C’est le moment. On y est, dans ce lieu magique. Et on ne nous a pas menti. Sur le trottoir, des centaines de gens attendant que le videur leur donne leur sésame, dont moi. Oui, Vince a pris nos tickets, mais ce gros boulet s’est trompé de date. Une soirée quelques semaines plus tard. C’est donc le destin du commun qui nous est réservé. Triste réalité.
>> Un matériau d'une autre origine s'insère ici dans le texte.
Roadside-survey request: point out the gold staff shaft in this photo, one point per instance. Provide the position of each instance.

Quand la chance te sourit …

Mais alors que je grelotte sous le froid parisien, dans ma petite jupe noire un peu trop courte, sans manteau pour ne pas payer le vestiaire, une petite bande d’hommes aux regards de braise passe devant moi et s’arrête. Ils me connaissent, les 4. Ces 4 beaux gosses aux épaules aussi grosses que mes yeux me connaissent. Ils m’expliquent qu’ils m’ont vu tomber (cf conseil n°1), qu’ils ont trouvé ça cool, qu’ils ont kiffé et que, grâce à moi, ils ont un super GIF à utiliser.

slam-dunk

Et là, tout s’enchaîne, ils me disent que je ne dois pas attendre, qu’ils m’emmènent avec eux, et je me vois partir dans leurs bras, laissant Vince seul dans la file interminable. Désolé Vince, c’est ma gloire qui m’attend. Et j’ai bien fait. Dans la boîte, c’est la folie. Des nanas vomissent dans les chiottes, d’autres se frottent sur les fameuses barres en fer et d’autres dansent sur le podium. Dont moi. Certes, je pensais ne pas aimer les boîtes. Mais ça c’était avant, avant d’être LA nana du groupe des beaux mecs trop cools.
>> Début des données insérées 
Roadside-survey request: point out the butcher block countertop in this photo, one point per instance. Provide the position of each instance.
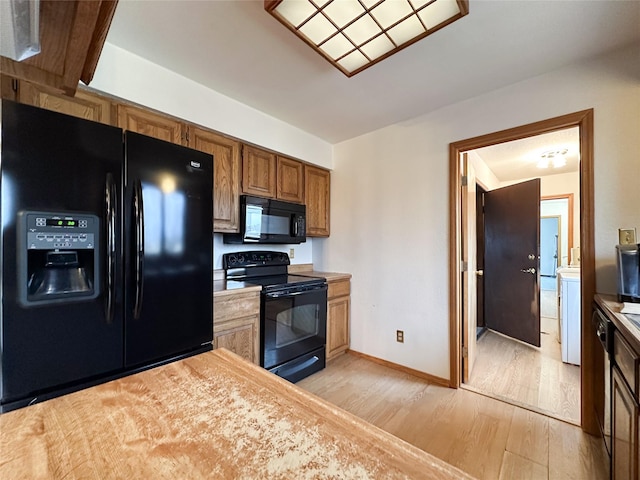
(211, 416)
(626, 324)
Dance-Floor, tu es à moi !

Je trémousse mon petit cul sur la scène, me donne, bois, bois et bois encore sous les encouragements de ces quatre playbloys. Et je finis par vomir. Sur l’un des mecs. Celui que je préfère. Et alors que je pense que c’est fun, que vomir sur ses potes c’est swagg comme disent les jeunes, je comprends rapidement que non, lorsque l’un d’eux m’attrape et me met la tête dans les chiottes. Bien sur, cela n’arrange rien, et je vomis encore plus.

Puis, ces sales cons me laissent sur le sol trempé de pisse et d’alcool, abattue et seule, sans personne pour m’aider. Et alors que je tente de me relever de mes misères, toutes les filles, presque plus saoules que moi, me prennent en photo et m’affichent déjà sur les réseaux sociaux. #vomito écrivent-elles, j’imagine.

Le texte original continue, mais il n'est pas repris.